Na een ongelukkig seizoen bij McLaren leek de Formule 1-droom van Daniel Ricciardo officieel ten einde te zijn. Met hangende pootjes ging hij terug naar het team van Red Bull, waar hij als reservecoureur mocht aansluiten. Maar het ongeluk van de één (lees: Nyck de Vries) resulteerde in het geluk van een ander (namelijk die van Ricciardo). De prestaties van Nyck de Vries in de AlphaTauri vielen volgens de top van het team zo erg tegen, dat besloten werd na de Grand Prix van Groot-Brittannië dat Nyck per direct vervangen zou worden.

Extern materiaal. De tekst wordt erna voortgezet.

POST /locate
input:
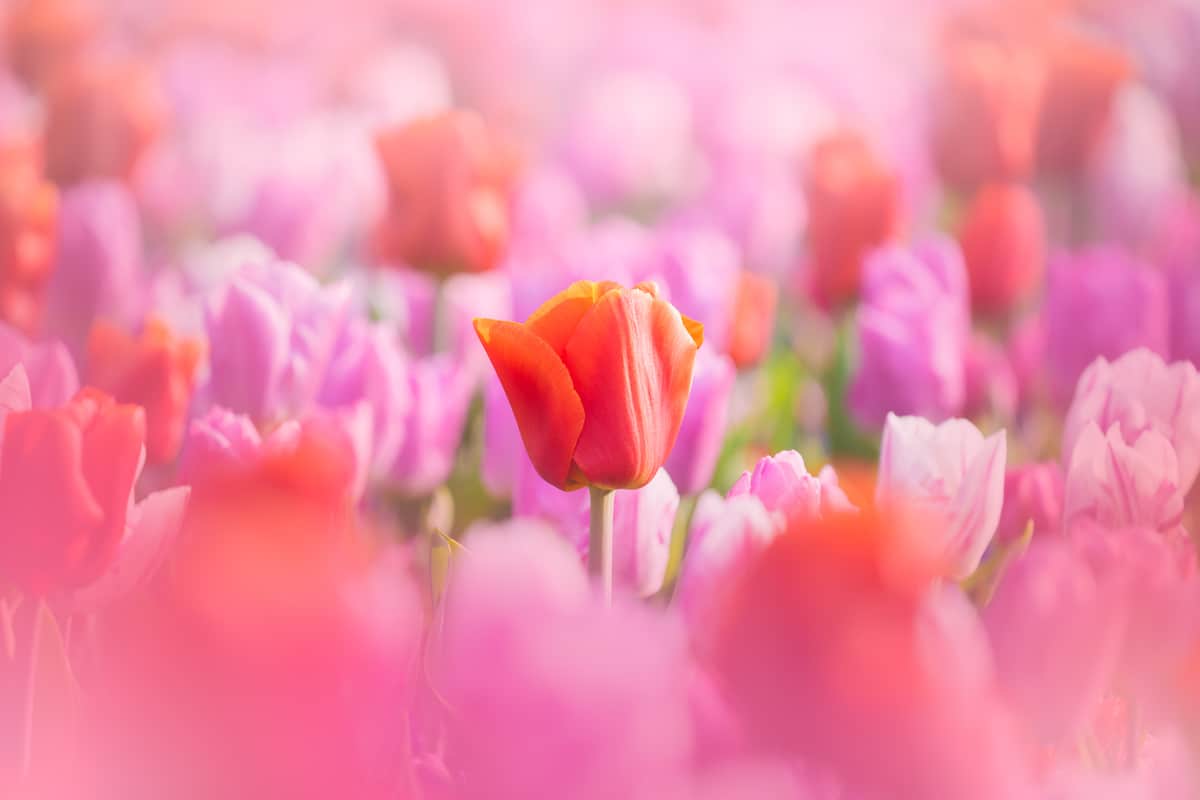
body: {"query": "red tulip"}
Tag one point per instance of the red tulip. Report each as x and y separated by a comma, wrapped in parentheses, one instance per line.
(28, 218)
(754, 319)
(449, 194)
(100, 119)
(853, 206)
(156, 371)
(66, 480)
(598, 379)
(1003, 244)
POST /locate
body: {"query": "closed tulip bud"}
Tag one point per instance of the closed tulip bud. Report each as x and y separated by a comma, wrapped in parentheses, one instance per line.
(1003, 245)
(449, 194)
(598, 379)
(853, 206)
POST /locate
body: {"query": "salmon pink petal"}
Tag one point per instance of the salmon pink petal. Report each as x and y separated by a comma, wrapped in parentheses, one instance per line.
(630, 360)
(547, 409)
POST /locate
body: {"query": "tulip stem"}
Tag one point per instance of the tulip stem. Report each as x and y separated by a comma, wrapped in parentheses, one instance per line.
(600, 539)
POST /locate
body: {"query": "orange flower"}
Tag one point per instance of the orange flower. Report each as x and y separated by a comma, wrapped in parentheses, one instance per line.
(598, 379)
(853, 206)
(449, 185)
(155, 371)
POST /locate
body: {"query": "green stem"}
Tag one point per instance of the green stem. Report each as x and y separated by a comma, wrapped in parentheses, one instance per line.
(600, 539)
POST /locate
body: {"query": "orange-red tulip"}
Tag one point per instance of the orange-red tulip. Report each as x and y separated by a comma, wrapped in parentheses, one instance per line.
(449, 192)
(853, 206)
(598, 379)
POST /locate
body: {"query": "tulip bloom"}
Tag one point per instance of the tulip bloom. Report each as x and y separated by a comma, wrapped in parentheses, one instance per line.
(598, 379)
(449, 186)
(853, 208)
(156, 371)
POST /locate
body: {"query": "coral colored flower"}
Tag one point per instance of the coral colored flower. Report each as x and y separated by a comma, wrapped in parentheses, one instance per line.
(28, 216)
(1083, 78)
(66, 485)
(853, 206)
(598, 379)
(1003, 246)
(988, 101)
(155, 371)
(101, 118)
(449, 194)
(1140, 392)
(42, 35)
(952, 471)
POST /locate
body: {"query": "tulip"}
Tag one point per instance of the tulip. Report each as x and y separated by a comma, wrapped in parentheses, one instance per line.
(694, 457)
(449, 185)
(155, 371)
(1099, 302)
(28, 218)
(912, 334)
(101, 119)
(1003, 246)
(66, 497)
(598, 379)
(1122, 481)
(1140, 392)
(271, 331)
(987, 113)
(952, 471)
(1083, 79)
(853, 206)
(1033, 493)
(99, 265)
(43, 35)
(52, 372)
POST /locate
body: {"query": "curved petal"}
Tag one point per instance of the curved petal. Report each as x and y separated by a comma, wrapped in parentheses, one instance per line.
(558, 317)
(631, 361)
(547, 409)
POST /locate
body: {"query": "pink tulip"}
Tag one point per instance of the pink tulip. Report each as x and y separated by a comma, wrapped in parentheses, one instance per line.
(952, 471)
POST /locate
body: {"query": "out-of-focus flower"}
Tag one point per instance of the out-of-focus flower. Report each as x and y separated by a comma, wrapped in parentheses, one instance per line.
(1138, 168)
(1099, 302)
(783, 483)
(726, 534)
(694, 457)
(271, 330)
(611, 720)
(598, 379)
(951, 471)
(97, 268)
(630, 138)
(156, 371)
(853, 206)
(1123, 480)
(40, 36)
(912, 334)
(1003, 245)
(49, 367)
(1140, 392)
(1033, 493)
(28, 216)
(66, 495)
(449, 194)
(439, 391)
(643, 521)
(817, 612)
(1083, 78)
(987, 112)
(101, 118)
(990, 382)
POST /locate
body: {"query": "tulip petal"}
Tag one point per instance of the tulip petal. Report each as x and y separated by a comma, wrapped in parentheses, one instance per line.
(558, 317)
(631, 361)
(546, 407)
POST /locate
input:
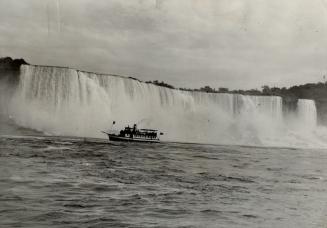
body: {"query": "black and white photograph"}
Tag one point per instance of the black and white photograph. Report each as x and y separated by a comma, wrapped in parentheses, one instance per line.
(163, 113)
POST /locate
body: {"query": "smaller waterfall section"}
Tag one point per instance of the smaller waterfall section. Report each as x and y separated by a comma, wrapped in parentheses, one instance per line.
(307, 113)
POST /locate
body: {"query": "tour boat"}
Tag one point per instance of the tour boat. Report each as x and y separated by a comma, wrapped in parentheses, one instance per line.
(133, 134)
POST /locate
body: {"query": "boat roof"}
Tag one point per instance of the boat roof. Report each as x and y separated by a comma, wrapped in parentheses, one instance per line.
(148, 129)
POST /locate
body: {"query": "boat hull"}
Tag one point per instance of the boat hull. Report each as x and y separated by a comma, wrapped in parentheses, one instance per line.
(113, 137)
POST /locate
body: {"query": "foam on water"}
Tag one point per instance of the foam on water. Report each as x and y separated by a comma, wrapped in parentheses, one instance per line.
(62, 101)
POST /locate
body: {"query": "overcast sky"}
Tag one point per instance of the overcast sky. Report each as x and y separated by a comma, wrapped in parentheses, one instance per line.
(187, 43)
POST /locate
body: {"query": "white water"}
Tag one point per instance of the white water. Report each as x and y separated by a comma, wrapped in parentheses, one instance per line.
(62, 101)
(307, 113)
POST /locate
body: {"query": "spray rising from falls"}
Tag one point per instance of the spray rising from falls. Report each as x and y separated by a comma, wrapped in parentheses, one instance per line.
(62, 101)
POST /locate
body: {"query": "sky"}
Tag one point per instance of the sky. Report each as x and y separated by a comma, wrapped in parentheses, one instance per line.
(239, 44)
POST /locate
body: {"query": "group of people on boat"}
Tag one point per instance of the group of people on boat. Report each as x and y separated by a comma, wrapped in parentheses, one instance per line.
(134, 132)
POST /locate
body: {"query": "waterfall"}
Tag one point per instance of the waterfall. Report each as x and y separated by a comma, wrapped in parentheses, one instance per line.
(63, 101)
(307, 113)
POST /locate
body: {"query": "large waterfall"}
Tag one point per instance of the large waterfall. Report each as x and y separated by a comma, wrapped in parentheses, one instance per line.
(62, 101)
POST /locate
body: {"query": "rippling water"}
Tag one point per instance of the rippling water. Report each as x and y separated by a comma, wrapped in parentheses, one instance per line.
(65, 182)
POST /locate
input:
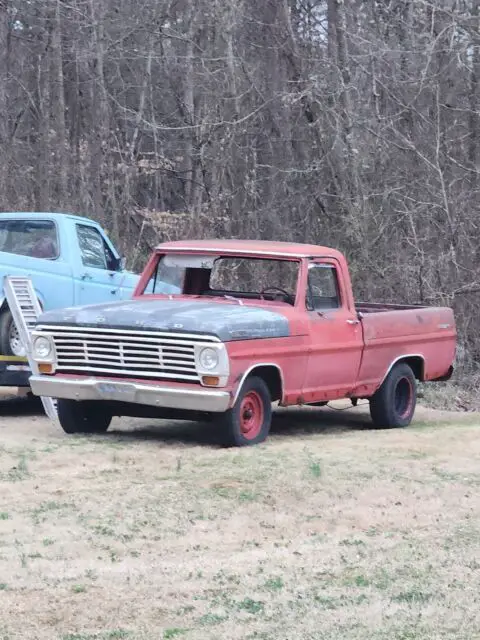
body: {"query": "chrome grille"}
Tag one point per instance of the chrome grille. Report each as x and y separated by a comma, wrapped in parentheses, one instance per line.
(138, 354)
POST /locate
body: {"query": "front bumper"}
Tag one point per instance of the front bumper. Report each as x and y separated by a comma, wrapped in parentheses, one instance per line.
(208, 400)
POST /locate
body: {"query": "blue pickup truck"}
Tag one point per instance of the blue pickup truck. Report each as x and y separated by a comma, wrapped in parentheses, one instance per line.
(70, 260)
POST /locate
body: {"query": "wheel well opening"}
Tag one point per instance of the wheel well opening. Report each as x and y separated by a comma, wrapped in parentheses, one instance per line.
(272, 378)
(416, 364)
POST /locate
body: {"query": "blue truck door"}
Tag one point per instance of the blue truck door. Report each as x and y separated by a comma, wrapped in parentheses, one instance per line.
(97, 279)
(38, 249)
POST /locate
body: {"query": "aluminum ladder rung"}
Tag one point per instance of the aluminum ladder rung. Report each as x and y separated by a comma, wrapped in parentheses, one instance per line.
(25, 309)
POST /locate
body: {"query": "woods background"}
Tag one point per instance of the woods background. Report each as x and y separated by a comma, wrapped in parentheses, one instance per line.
(351, 123)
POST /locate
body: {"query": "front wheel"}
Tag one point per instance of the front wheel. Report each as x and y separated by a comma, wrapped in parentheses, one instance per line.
(248, 421)
(393, 404)
(83, 417)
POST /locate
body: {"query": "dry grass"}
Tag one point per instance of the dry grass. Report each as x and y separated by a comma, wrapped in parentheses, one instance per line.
(330, 530)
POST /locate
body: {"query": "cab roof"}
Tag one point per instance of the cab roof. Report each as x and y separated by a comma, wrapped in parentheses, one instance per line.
(52, 215)
(250, 247)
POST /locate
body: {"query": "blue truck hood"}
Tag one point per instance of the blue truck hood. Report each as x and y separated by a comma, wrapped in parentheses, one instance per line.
(228, 321)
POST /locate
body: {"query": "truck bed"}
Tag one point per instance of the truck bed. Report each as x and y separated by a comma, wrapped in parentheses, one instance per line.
(393, 331)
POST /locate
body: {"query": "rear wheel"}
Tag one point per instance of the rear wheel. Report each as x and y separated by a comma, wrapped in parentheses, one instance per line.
(10, 343)
(83, 417)
(248, 421)
(393, 404)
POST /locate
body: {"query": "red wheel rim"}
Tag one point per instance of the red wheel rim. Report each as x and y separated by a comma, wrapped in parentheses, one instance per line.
(251, 415)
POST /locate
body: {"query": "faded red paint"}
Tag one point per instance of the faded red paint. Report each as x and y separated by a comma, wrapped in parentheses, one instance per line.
(339, 353)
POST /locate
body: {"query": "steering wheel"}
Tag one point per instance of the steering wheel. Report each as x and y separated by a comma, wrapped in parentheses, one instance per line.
(282, 291)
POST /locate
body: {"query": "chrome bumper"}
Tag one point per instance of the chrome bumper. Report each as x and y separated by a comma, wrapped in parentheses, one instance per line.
(209, 400)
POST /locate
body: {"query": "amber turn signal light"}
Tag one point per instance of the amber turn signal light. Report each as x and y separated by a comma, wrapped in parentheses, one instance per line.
(45, 368)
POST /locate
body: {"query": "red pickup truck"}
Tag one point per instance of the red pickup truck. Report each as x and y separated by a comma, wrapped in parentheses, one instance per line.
(253, 322)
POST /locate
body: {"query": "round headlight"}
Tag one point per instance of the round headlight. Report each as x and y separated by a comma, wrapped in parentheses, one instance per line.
(208, 359)
(42, 347)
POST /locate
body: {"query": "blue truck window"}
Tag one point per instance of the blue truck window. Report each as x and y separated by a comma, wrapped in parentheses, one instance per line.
(94, 251)
(33, 238)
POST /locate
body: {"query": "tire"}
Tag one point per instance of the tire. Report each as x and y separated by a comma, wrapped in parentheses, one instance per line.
(10, 344)
(393, 404)
(83, 417)
(248, 421)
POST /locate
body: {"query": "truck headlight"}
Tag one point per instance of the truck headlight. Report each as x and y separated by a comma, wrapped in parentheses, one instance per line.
(208, 359)
(212, 364)
(43, 348)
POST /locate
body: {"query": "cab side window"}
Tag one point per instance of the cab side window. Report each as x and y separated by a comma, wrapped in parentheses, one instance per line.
(94, 250)
(323, 292)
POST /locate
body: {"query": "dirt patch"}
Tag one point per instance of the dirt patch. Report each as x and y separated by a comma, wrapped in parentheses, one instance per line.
(329, 530)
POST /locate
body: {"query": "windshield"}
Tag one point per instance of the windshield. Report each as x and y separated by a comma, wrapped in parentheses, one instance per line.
(34, 238)
(238, 277)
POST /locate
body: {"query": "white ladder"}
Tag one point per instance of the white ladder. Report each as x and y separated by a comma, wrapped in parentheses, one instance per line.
(25, 308)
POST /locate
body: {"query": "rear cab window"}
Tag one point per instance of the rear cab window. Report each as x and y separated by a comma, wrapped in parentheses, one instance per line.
(32, 238)
(323, 292)
(94, 251)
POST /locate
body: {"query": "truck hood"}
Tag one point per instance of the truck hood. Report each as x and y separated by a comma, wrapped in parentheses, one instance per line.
(227, 321)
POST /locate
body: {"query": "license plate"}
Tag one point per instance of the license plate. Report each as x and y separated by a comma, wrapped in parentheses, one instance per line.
(114, 391)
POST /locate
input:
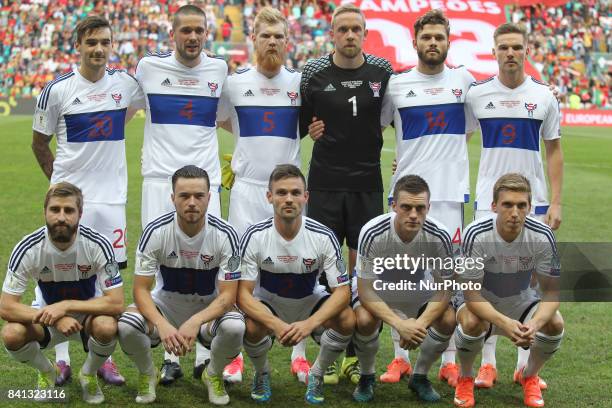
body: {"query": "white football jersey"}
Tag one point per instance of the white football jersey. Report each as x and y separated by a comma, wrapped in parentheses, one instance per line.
(181, 114)
(378, 239)
(430, 127)
(188, 268)
(264, 114)
(512, 121)
(508, 266)
(81, 272)
(88, 119)
(291, 269)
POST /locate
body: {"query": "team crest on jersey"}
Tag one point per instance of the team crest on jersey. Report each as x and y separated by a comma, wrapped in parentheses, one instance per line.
(213, 88)
(309, 263)
(375, 87)
(530, 108)
(293, 96)
(117, 98)
(457, 93)
(206, 258)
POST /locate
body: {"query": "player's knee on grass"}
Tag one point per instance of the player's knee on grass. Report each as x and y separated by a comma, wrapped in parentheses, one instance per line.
(471, 324)
(14, 336)
(366, 324)
(554, 326)
(446, 323)
(104, 328)
(343, 323)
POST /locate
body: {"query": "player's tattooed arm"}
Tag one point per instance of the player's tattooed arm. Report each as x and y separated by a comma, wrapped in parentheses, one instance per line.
(42, 152)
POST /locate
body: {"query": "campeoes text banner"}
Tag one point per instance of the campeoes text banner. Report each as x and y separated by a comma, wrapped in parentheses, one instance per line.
(472, 22)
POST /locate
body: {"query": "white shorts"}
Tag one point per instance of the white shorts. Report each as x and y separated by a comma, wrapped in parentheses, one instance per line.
(248, 205)
(523, 312)
(450, 214)
(156, 200)
(478, 214)
(108, 220)
(294, 310)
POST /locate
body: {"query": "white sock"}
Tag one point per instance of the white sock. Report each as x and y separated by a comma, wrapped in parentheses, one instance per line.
(542, 350)
(227, 341)
(135, 343)
(299, 350)
(332, 345)
(467, 349)
(448, 356)
(366, 348)
(258, 353)
(488, 352)
(98, 353)
(31, 355)
(61, 352)
(398, 351)
(432, 347)
(202, 354)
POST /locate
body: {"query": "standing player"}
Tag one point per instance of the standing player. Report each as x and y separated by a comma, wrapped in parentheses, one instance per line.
(426, 104)
(511, 246)
(182, 90)
(423, 318)
(342, 96)
(263, 105)
(514, 111)
(86, 110)
(283, 258)
(193, 258)
(78, 276)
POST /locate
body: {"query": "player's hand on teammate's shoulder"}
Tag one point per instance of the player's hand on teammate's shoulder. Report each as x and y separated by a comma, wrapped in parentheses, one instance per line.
(553, 216)
(50, 314)
(68, 325)
(316, 128)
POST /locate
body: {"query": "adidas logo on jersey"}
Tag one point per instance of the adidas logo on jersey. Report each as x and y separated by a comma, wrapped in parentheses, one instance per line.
(329, 88)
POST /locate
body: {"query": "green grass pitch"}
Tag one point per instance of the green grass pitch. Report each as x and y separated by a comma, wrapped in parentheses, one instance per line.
(579, 375)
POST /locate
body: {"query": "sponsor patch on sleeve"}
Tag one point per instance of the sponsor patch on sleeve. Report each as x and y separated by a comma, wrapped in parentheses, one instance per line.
(232, 275)
(113, 281)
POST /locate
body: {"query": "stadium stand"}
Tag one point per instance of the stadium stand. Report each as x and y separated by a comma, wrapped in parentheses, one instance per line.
(571, 43)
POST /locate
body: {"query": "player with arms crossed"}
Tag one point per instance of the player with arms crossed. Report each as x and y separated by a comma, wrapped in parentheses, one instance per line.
(261, 107)
(282, 259)
(182, 90)
(78, 276)
(515, 111)
(193, 259)
(426, 104)
(422, 318)
(513, 246)
(342, 95)
(86, 110)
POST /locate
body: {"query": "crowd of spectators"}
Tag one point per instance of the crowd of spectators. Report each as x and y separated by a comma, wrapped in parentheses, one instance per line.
(570, 43)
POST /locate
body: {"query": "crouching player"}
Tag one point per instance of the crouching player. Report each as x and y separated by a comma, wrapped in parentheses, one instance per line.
(193, 258)
(282, 258)
(78, 276)
(420, 314)
(511, 246)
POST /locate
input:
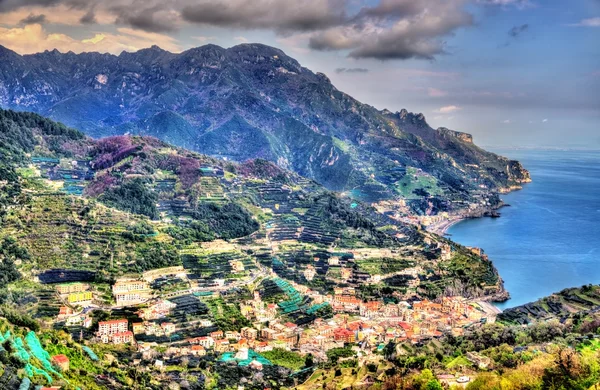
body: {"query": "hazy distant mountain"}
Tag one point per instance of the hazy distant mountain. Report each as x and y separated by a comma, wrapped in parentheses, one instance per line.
(254, 101)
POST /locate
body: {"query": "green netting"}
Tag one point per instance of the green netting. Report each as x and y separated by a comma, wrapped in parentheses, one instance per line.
(25, 384)
(315, 308)
(203, 293)
(5, 337)
(252, 355)
(20, 350)
(32, 371)
(39, 352)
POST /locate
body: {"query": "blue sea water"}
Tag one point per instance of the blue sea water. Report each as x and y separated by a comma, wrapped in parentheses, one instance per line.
(549, 238)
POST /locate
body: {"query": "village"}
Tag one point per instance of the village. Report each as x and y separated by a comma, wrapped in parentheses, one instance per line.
(367, 326)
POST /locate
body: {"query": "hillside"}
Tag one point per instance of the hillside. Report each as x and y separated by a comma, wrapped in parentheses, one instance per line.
(571, 304)
(127, 204)
(254, 101)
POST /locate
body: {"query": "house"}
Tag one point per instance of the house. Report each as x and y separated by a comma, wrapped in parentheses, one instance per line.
(168, 327)
(87, 322)
(61, 361)
(64, 312)
(206, 342)
(345, 335)
(249, 333)
(68, 288)
(129, 285)
(131, 292)
(255, 365)
(222, 345)
(232, 335)
(482, 362)
(122, 338)
(80, 297)
(217, 334)
(138, 328)
(198, 350)
(112, 327)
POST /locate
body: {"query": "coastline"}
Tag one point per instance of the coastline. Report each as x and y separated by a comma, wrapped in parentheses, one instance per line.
(441, 228)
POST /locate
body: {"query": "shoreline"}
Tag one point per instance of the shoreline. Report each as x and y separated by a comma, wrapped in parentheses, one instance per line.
(441, 228)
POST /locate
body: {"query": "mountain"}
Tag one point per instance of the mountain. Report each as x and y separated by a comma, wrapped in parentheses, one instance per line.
(129, 204)
(571, 304)
(253, 101)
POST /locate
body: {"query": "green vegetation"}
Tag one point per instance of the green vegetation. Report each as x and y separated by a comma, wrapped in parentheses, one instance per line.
(10, 252)
(284, 358)
(227, 315)
(417, 184)
(134, 197)
(381, 266)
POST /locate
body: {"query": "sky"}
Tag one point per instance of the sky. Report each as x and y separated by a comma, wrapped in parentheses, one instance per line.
(520, 73)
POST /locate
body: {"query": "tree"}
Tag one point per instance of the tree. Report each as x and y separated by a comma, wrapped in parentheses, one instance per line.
(433, 384)
(309, 361)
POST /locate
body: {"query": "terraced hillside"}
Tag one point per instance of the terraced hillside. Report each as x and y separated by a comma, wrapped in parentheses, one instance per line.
(254, 101)
(571, 304)
(145, 204)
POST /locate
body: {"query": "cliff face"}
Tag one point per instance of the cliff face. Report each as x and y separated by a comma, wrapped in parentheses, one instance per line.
(563, 306)
(254, 101)
(467, 138)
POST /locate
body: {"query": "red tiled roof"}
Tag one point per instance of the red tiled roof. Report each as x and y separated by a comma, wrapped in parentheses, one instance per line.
(111, 322)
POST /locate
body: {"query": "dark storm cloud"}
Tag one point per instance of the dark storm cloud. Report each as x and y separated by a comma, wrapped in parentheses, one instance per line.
(384, 30)
(34, 19)
(396, 29)
(89, 17)
(351, 70)
(299, 15)
(518, 30)
(152, 19)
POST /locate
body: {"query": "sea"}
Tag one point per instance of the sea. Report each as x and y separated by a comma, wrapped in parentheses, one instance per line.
(548, 238)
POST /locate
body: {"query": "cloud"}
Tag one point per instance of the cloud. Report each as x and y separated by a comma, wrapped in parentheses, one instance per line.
(34, 38)
(151, 19)
(448, 109)
(89, 17)
(591, 22)
(279, 15)
(396, 29)
(204, 39)
(516, 31)
(434, 92)
(34, 19)
(382, 29)
(520, 4)
(351, 70)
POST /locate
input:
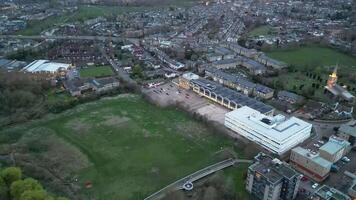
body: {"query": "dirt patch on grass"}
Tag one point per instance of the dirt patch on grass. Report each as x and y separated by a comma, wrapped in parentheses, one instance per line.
(79, 126)
(113, 120)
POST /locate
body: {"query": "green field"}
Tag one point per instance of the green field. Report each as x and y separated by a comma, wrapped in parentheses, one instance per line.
(261, 30)
(96, 71)
(316, 60)
(132, 148)
(86, 12)
(314, 56)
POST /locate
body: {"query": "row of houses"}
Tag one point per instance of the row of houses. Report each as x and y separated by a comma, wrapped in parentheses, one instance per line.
(239, 83)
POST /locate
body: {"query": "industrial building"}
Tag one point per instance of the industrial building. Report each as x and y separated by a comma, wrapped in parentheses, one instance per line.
(239, 83)
(328, 193)
(310, 164)
(334, 149)
(348, 132)
(274, 133)
(227, 97)
(271, 179)
(46, 66)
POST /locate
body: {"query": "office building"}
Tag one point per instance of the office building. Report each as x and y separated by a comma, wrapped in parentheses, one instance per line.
(274, 133)
(310, 164)
(271, 179)
(334, 149)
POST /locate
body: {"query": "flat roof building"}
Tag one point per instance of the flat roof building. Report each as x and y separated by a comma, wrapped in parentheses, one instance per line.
(274, 133)
(46, 66)
(227, 97)
(334, 149)
(271, 179)
(328, 193)
(311, 164)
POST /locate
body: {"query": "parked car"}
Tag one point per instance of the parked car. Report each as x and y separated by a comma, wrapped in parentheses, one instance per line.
(345, 159)
(315, 185)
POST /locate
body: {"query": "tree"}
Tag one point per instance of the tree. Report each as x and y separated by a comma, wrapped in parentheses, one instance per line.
(35, 195)
(11, 174)
(19, 187)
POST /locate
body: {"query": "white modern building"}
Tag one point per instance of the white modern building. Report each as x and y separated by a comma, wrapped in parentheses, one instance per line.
(45, 66)
(276, 134)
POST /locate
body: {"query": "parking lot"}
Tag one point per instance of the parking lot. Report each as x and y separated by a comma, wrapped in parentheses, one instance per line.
(170, 94)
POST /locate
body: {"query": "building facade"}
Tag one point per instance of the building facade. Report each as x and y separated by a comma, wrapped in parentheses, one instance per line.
(274, 133)
(310, 164)
(334, 149)
(271, 179)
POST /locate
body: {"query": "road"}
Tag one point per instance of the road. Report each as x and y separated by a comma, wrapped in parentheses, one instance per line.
(178, 185)
(64, 37)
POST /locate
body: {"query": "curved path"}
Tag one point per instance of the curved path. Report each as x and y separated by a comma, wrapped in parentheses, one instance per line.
(178, 185)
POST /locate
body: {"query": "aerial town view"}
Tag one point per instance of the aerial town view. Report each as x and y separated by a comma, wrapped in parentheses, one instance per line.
(177, 99)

De een zijn dood, de ander zijn brood, luidt het gezegde ook wel. En zo had Ricciardo weer een plekje op de Formule 1-grid. Zijn eerste race voor AlphaTauri wist hij gelijk boven zijn teamgenoot Yuki Tsunoda te eindigen. De tweede race had hij wat pech, maar niet zoveel als tijdens VT2 op de vrijdag van de Grand Prix van Nederland, waar hij zijn hand brak en nu een aantal weken moet toekijken hoe Liam Lawson zijn stoeltje in de Formule 1 warm houdt.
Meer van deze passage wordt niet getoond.